During spring of next year, the Commission will put forward an initiative on EU biotech and bio-manufacturing, as the new type of agro-industrial sector is in the midst of the global technology race.
However, a wide range of challenges do exist: farmers operate in a very competitive global market, which makes them often the most vulnerable part of the value chain. Then, farmers in the EU find it increasingly difficult to pass on their farms to the next generation: thus, large and small farmers worry every day about crop failures, animal disease outbreaks, or price shocks for fuel and fertilizers.
The EU has adopted a five-year support system in the form of the new Common Agricultural Policy, CAP which is the most ambitious CAP from an environmental and climate perspective. Suffice it to say that the present CAP is “underpinned” by over €300 billion funding from the EU-wide budget, almost the biggest share of support compared to other development sectors.
However, so-called nature-based solutions represent the other half of the next EU-wide “agricultural revolution”.
In December 2021, the agreement on reform of the common agricultural policy, CAP was formally adopted. The new legislation, which entered into force on 1 January 2023, paves the way for a fairer, greener and more performance-based CAP. It seeks to ensure a sustainable future for European farmers, provide more targeted support to smaller farms, and allow greater flexibility for EU countries to adapt measures to local conditions. Agriculture and rural areas are central to the European Green Deal; the CAP 2023-27 will be a key tool in reaching the ambitions of the Farm to Fork and biodiversity strategies.
During 2024, each EU country will present an annual performance report and hold an annual review meeting with the Commission.
Seeing from the CAP Strategic Plans, the EU member states and the farming communities are living up to their climate and nature-related objectives. Thus, farmers are applying modern methods to promote biodiversity and store carbon from the atmosphere.
Besides, they improve soil management and increase water resilience. Farmers know nature better than anyone else; thanks to the CAP they are already doing a lot to preserve it, confirmed the Commission President recently.
The EU will continue to support the agro-sector’ community in all possible ways: together with the member states farmers’ organisations the EU is “planting the seeds” for even more EU-wide sustainable and resilient food production. Above all, the states and the EU institutions have to find a new consensus on the future of agriculture and perspective food system.

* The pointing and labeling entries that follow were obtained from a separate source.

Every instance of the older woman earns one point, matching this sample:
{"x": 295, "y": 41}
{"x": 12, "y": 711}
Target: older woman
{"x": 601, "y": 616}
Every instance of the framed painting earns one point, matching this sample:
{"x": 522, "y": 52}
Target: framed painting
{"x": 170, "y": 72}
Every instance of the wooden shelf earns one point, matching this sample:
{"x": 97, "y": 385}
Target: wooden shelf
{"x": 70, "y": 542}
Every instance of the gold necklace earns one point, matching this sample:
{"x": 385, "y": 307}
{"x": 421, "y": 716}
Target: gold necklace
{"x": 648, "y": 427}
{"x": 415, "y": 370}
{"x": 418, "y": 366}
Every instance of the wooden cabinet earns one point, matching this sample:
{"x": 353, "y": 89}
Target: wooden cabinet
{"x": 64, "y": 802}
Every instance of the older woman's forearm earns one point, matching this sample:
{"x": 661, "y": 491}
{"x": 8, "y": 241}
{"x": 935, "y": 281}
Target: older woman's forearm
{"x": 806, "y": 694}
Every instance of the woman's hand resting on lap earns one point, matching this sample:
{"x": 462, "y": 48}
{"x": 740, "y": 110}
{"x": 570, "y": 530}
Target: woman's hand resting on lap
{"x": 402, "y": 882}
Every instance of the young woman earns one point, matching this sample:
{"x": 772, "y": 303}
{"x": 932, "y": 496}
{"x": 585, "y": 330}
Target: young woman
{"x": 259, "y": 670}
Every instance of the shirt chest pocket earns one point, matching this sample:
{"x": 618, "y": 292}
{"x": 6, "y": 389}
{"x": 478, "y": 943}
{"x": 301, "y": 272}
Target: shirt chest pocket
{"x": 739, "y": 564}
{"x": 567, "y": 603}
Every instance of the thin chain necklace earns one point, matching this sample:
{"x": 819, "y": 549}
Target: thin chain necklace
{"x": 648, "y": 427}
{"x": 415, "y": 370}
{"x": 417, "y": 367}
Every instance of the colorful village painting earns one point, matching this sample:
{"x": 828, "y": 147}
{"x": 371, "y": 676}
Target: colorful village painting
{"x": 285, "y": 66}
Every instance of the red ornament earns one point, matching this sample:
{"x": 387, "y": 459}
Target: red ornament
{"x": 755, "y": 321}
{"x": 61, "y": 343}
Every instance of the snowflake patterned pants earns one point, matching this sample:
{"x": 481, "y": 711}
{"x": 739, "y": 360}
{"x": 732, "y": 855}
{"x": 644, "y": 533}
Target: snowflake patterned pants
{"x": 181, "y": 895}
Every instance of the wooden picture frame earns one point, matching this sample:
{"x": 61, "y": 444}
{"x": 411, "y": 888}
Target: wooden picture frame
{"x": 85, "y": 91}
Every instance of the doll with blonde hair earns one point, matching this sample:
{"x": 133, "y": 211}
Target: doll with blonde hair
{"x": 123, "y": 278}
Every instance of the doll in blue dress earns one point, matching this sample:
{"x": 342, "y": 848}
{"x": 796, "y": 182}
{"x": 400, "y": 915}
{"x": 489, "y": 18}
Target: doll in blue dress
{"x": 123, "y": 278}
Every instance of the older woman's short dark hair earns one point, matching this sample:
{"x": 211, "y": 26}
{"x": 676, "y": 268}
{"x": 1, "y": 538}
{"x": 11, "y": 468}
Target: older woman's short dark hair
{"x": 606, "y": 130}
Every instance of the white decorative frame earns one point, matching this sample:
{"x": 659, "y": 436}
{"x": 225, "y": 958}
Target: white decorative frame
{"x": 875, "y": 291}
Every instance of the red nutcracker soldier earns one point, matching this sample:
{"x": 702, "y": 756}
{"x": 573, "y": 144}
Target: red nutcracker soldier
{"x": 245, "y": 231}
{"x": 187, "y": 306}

Now is the time to combine the efforts of all: i.e. farmers and food entrepreneurs, scientists and technologists, retailers and consumers, environmental organizations and animal rights groups. With this in mind, the Commission will announce a Strategic Dialogue in January 2024 to invite a group of stakeholders, building on the extraordinary diversity of the agro-sector and including small traditional producers of organic food to the large wheat producers, as well as those who are making food to those who are processing it and/or bringing it on the market.
However, the Commission President posed some questions for discussion:
= How to give the Union’s farmers and the rural communities a better perspective, including a fair standard of living?
= How to support agriculture within the boundaries of the planet and its ecosystem?
= How to make better use of the immense opportunities offered by knowledge and technological innovation to progressive agro-sector?
= How to promote a thriving future for Europe’s food system in a competitive world?